あなたとホワイトウェディングを夢みて
 人前で平気で手をつなぐ郁未に戸惑う留美は、周囲の目が気になり頬を赤く染めると軽く俯く。ただでさえ生まれて初めて選ぶ婚約指輪に緊張し、隣に立つ郁未の凜々しさに留美は案内された部屋へ行こうにも足が覚束ない。

「大丈夫かい?」

 郁未からの優しい言葉にも慣れない留美は更に顔をリンゴのように赤らめて無言で頷いた。

「抱いて行こうか?」

 耳許で囁かれると心臓がビクンと跳ね上がり、留美は全身を真っ赤にして何度も頭を横に振って断った。
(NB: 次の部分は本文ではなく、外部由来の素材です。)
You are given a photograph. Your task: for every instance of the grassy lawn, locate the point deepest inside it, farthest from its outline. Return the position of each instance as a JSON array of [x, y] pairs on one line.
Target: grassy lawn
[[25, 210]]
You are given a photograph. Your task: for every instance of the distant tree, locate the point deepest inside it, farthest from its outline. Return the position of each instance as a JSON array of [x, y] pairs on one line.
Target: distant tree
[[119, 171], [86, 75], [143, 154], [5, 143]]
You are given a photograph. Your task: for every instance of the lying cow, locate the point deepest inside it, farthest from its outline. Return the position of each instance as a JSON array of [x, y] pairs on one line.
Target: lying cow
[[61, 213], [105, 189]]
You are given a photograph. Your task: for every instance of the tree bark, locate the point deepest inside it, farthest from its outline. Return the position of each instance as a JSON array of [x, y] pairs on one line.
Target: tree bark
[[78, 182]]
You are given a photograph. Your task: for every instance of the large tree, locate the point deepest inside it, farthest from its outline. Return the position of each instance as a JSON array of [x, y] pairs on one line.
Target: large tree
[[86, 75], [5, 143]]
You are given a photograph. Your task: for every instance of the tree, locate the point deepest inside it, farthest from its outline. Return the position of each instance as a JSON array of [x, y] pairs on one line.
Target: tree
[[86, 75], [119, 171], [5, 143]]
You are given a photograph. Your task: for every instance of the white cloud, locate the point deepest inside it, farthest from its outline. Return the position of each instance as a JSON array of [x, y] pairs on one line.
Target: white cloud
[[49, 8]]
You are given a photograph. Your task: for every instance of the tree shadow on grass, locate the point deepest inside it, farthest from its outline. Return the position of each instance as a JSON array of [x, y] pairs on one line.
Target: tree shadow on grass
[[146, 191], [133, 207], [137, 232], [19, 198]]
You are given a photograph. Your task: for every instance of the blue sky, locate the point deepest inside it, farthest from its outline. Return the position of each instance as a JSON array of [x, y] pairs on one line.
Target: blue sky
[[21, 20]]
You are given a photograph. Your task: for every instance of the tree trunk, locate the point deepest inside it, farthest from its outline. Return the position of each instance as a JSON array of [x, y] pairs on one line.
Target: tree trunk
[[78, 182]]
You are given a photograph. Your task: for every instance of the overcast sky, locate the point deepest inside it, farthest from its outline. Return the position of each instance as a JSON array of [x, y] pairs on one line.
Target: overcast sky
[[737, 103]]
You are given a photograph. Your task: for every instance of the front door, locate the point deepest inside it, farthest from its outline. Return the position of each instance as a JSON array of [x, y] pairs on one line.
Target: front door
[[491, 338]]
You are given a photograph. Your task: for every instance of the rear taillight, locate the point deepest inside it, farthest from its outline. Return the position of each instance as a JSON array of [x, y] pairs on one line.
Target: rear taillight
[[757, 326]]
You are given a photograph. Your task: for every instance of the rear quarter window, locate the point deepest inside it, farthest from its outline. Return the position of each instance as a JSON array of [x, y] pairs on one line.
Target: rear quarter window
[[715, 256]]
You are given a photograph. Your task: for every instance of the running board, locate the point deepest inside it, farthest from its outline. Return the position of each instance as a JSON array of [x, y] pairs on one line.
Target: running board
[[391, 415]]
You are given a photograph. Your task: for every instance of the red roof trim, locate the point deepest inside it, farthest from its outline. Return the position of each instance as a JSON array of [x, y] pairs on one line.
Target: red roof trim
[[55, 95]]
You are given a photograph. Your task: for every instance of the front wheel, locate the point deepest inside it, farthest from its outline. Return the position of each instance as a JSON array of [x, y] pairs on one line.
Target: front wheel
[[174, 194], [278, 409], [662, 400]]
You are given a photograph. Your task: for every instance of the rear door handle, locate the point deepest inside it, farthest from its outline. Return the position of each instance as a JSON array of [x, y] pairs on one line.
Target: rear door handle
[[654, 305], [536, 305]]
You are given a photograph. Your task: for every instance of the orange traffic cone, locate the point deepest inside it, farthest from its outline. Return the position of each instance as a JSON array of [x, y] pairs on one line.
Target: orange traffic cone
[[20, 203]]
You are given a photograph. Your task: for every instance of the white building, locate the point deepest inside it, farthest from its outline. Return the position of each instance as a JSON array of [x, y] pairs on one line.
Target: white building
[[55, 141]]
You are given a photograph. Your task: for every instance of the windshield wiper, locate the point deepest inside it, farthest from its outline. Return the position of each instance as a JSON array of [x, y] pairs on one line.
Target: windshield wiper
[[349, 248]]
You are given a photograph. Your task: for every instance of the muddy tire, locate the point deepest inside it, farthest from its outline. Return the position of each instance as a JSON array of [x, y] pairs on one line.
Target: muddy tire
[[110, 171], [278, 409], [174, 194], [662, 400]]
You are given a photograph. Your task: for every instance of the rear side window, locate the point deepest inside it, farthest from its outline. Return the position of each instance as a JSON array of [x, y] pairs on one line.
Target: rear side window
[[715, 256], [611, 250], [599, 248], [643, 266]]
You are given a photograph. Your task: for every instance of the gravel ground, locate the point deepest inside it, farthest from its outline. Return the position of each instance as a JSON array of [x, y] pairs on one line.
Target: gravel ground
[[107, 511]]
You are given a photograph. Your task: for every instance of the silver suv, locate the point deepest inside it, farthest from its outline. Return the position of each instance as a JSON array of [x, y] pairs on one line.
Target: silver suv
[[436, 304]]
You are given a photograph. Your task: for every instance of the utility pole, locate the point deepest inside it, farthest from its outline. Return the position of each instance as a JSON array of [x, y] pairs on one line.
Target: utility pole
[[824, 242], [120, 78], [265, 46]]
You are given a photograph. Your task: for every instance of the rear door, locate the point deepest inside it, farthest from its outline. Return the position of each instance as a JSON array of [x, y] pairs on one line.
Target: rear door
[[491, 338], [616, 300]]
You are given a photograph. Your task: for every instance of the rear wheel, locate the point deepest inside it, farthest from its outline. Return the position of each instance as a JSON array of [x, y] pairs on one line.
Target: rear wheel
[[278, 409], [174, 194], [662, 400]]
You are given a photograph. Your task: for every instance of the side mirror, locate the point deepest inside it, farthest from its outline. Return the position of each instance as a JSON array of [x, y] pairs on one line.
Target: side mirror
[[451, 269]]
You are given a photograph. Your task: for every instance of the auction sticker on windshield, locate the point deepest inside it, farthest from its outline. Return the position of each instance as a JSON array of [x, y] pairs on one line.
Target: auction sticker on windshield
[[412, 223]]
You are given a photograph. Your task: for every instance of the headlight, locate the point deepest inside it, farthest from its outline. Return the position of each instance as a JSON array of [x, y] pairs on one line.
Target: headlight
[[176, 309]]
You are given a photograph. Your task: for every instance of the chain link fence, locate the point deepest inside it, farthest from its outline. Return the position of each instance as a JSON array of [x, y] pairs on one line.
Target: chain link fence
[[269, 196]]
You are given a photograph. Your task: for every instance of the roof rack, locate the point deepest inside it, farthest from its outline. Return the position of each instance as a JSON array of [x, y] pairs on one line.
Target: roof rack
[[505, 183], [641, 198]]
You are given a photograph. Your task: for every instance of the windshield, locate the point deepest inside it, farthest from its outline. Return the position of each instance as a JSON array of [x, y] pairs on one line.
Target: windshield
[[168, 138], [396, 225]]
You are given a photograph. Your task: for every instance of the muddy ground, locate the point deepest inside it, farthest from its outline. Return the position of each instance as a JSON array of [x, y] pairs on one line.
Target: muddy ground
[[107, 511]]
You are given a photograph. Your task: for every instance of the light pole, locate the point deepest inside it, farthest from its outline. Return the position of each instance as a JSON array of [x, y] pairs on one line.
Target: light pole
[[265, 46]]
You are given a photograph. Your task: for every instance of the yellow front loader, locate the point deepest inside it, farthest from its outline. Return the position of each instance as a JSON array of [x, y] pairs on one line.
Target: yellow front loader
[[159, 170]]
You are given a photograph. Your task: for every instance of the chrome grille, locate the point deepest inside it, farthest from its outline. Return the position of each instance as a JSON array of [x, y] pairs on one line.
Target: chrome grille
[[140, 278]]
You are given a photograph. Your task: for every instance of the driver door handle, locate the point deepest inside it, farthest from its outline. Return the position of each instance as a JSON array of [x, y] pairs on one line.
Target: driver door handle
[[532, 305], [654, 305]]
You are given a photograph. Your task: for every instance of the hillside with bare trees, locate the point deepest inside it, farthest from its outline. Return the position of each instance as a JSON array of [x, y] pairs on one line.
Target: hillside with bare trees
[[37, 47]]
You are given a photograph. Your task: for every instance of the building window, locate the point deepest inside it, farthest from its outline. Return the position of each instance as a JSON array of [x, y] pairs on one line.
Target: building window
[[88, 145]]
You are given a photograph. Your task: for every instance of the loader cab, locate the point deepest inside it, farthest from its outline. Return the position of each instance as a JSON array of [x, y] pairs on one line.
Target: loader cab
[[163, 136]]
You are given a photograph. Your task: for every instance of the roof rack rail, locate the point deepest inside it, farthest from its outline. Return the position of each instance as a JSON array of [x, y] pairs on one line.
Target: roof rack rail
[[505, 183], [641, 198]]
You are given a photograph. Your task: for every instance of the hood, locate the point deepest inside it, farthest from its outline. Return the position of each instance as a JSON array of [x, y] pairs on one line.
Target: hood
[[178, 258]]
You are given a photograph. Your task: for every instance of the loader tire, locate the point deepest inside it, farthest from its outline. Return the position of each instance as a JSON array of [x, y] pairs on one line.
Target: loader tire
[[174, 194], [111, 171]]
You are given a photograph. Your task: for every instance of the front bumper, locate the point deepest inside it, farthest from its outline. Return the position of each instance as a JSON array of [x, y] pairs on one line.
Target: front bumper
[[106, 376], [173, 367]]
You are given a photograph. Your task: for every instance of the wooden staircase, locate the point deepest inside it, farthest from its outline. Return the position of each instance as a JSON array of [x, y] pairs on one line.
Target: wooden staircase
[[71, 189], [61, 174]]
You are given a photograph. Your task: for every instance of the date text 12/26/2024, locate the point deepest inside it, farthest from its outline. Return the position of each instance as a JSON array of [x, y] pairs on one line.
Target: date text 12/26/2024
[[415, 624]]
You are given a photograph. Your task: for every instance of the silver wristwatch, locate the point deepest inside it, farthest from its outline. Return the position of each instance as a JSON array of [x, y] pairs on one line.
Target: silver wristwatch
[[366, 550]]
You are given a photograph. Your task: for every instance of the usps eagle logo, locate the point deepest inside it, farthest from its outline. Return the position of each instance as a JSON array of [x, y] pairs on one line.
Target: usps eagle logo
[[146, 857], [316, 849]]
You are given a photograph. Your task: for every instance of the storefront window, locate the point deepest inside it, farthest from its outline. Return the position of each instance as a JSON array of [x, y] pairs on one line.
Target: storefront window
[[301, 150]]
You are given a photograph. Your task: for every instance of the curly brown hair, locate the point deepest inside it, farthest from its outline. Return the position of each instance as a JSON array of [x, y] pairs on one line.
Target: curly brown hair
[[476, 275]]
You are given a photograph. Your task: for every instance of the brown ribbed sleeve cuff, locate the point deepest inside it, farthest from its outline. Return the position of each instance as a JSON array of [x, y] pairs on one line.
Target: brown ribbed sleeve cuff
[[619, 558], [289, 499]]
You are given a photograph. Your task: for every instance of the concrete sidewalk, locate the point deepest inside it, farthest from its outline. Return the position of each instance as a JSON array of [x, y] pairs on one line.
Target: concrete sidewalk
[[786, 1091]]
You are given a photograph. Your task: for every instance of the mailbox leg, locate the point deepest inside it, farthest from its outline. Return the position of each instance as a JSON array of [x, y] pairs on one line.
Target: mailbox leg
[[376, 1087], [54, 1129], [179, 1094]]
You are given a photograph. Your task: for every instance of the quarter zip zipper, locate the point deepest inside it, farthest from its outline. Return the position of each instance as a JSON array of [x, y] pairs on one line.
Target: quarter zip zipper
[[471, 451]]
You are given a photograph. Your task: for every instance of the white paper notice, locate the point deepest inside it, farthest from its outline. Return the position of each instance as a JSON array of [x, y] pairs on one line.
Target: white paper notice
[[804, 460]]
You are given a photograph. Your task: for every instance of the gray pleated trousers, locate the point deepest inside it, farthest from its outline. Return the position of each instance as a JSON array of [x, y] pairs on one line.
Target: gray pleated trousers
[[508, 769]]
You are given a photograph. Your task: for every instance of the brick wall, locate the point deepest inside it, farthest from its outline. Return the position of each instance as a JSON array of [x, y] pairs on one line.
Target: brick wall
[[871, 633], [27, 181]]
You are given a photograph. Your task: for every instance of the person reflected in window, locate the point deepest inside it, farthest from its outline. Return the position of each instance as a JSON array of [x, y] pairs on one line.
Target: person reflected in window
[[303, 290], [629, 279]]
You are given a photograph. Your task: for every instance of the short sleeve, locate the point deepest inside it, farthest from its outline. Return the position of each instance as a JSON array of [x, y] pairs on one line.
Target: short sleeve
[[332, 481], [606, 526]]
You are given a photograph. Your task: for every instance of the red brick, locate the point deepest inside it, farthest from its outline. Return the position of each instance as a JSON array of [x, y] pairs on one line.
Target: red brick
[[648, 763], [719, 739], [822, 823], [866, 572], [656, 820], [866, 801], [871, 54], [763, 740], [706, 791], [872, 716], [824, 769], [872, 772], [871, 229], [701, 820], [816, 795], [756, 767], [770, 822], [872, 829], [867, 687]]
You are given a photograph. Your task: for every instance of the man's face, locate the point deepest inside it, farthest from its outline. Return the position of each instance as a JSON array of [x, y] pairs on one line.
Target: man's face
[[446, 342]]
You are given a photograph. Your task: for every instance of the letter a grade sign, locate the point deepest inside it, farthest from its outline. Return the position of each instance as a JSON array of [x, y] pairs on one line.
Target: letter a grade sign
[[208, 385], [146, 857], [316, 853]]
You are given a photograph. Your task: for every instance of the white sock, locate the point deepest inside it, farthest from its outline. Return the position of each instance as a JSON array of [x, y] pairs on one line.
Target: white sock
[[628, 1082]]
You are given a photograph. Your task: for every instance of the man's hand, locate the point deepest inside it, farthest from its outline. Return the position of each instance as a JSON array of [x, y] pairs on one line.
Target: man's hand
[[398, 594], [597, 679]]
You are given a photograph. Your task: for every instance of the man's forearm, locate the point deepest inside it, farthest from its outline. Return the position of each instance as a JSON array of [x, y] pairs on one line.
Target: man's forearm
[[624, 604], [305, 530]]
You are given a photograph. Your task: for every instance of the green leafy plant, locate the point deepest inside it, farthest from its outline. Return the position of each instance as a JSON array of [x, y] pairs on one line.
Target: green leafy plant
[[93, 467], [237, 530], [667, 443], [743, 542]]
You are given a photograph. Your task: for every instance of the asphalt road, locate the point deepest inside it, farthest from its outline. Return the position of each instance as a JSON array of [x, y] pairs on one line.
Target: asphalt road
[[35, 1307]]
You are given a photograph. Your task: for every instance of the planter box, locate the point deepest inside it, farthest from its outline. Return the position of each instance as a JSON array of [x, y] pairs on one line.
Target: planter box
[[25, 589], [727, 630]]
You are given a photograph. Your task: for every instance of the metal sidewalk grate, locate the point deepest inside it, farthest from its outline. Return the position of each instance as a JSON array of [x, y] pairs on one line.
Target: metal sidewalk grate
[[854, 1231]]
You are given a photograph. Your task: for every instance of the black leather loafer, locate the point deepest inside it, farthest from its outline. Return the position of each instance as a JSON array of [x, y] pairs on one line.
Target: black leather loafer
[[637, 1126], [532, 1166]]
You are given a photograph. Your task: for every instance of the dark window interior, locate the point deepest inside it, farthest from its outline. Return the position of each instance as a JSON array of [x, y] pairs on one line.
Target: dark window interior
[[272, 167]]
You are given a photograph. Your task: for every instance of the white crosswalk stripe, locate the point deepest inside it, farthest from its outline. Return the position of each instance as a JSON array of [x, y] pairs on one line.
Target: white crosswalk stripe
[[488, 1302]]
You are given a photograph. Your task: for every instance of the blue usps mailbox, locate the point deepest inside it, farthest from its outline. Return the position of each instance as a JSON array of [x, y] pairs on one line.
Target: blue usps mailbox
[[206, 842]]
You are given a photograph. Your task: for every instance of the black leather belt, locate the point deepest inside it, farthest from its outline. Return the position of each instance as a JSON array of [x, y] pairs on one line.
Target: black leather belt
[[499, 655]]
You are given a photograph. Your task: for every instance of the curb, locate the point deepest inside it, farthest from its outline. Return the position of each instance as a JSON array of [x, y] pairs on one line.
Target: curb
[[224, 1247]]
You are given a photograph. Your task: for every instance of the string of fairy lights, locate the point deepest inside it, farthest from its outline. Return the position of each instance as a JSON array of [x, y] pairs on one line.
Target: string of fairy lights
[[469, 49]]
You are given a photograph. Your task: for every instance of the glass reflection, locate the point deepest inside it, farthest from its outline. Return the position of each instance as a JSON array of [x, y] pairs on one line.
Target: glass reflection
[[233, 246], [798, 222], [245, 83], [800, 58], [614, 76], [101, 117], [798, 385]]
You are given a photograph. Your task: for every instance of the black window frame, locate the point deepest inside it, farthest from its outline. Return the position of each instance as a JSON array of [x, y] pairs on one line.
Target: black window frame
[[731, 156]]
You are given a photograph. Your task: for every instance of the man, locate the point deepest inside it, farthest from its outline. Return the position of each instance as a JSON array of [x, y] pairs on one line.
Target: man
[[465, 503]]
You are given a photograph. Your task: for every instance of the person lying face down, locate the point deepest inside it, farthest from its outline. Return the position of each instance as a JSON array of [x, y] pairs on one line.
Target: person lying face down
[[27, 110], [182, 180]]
すると、留美の反応を面白がるように郁未がクスクスと笑う。
 元プレイボーイだけに郁未が言うと冗談に聞こえない。ただでさえ留美はこれまで男性との交際の経験がないのだ。それがいきなり告白劇に始まり結婚話へと進展し、今は二人の婚約指輪を選びに宝石店へ来ている。しかも、セレブが周囲の目を気にせずに買い物が出来る、奥の特別室へと案内されて行く。予想外の展開に留美の思考回路がついて来ずパニックさえ起こしかけている。
 部屋に着くとスタッフがドアを開け二人を室内へと促した。二人が部屋へ入って行くとそこは十畳ほどの広さの応接室になっていた。部屋の中央には三人掛けのレザー張りのソファと大理石風のテーブルが設えられ、壁も床もカーテンも室内を重厚感のあるカラーで統一され、セレブ御用達宝石店の応接間という雰囲気を漂わせている。
 素晴らしい豪華な部屋に目を丸くした留美が室内を見渡すと、真正面の壁に大きく貼られた真っ白なポスターが目に飛び込んでくる。
 『ホワイトウェディングをあなたと』というタイトルの冬景色のポスター。寒中の小島を背景に、牡丹雪が降る中、愛し合う男女が寄り添い一生を誓う。純白のウェディングドレスとタキシードを身に纏った新郎新婦が愛の言葉を交わす。素敵なポスターに惹き付けられた留美はしばらくそのポスターから目が離せない。

「ホワイトウェディングか、良いね」
「ええ、素敵だわ」

 留美の瞳がキラキラと輝き、ポスターを幸せそうに見つめている。出来れば留美の願いを叶えてやりたいと、郁未は留美の手の指を自分の指と絡ませギュッと握りしめると、手を持ち上げ留美の手の甲にチュッと熱い口づけをした。